Address Binding Accountability for Corporations
In paragraph 53 of his interim report, Ruggie acknowledges the well-known deficits of existing voluntary initiatives and instruments addressing corporate responsibility for human rights protections:
One weakness is that most choose their own definitionsand standards of human rights, influenced by but rarely based directly on internationally agreed standards…. Much the same is true of their accountability provisions. … [E]ven when taken together these “fragments” leave many areas of human rights uncovered and human rights in many geographical areas poorly protected…. The challenge for the human rights community then is to make the promotion and protection of human rights a more standard and uniform corporate practice.
At least on these points we can agree with this report, but hazard to go even further by asking: “What accountability provisions?”
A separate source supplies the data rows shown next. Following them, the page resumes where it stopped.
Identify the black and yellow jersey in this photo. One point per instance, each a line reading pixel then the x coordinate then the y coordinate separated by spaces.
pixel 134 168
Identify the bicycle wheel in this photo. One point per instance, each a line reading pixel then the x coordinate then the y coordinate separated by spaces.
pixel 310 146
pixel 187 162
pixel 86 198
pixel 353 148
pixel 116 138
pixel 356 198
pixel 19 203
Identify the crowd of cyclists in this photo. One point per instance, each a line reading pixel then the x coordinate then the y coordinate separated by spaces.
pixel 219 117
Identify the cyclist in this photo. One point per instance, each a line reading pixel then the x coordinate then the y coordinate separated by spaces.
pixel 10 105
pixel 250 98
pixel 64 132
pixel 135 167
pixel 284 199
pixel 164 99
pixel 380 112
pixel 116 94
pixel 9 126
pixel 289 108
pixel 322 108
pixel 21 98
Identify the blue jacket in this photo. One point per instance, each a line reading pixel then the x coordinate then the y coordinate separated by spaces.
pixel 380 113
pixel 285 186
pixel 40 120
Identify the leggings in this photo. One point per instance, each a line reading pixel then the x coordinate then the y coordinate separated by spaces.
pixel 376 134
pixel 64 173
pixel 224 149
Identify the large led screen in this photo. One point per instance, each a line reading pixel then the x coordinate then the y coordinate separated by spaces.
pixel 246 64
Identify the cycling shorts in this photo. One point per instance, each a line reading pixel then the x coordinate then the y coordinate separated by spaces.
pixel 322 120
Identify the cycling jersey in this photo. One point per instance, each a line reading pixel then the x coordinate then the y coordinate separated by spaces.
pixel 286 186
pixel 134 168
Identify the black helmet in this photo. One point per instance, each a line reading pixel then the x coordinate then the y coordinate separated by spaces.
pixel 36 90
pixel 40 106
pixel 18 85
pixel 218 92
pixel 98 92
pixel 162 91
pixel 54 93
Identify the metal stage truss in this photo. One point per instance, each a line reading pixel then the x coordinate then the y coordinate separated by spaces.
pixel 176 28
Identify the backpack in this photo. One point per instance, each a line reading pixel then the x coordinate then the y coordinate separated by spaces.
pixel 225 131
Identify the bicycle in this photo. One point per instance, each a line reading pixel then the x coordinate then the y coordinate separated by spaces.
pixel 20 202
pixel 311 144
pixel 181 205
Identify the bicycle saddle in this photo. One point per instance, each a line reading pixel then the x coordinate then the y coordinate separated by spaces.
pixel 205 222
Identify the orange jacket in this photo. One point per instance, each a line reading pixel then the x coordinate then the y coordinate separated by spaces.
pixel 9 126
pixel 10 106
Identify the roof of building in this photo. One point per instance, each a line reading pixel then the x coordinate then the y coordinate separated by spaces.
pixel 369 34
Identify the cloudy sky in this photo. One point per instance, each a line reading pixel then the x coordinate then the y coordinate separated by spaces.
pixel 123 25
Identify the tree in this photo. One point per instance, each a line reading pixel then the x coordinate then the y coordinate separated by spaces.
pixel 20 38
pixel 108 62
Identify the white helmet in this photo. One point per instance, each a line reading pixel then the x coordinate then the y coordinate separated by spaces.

In paragraphs 70-81, Ruggie outlines the process he intends to undertake to address these deficiencies: “A mapping of corporate responsibilities using such distinctions as its coordinates would have considerable practical utilities for companies, governments and civil society alike.” In this respect, Ruggie’s consideration of the process which came before him would be useful, such a “mapping” can already be found in the Report of the United Nations High Commissioner on Human Rights on the Responsibilities of Transnational Corporations and Related Business Enterprises with Regard to Human Rights .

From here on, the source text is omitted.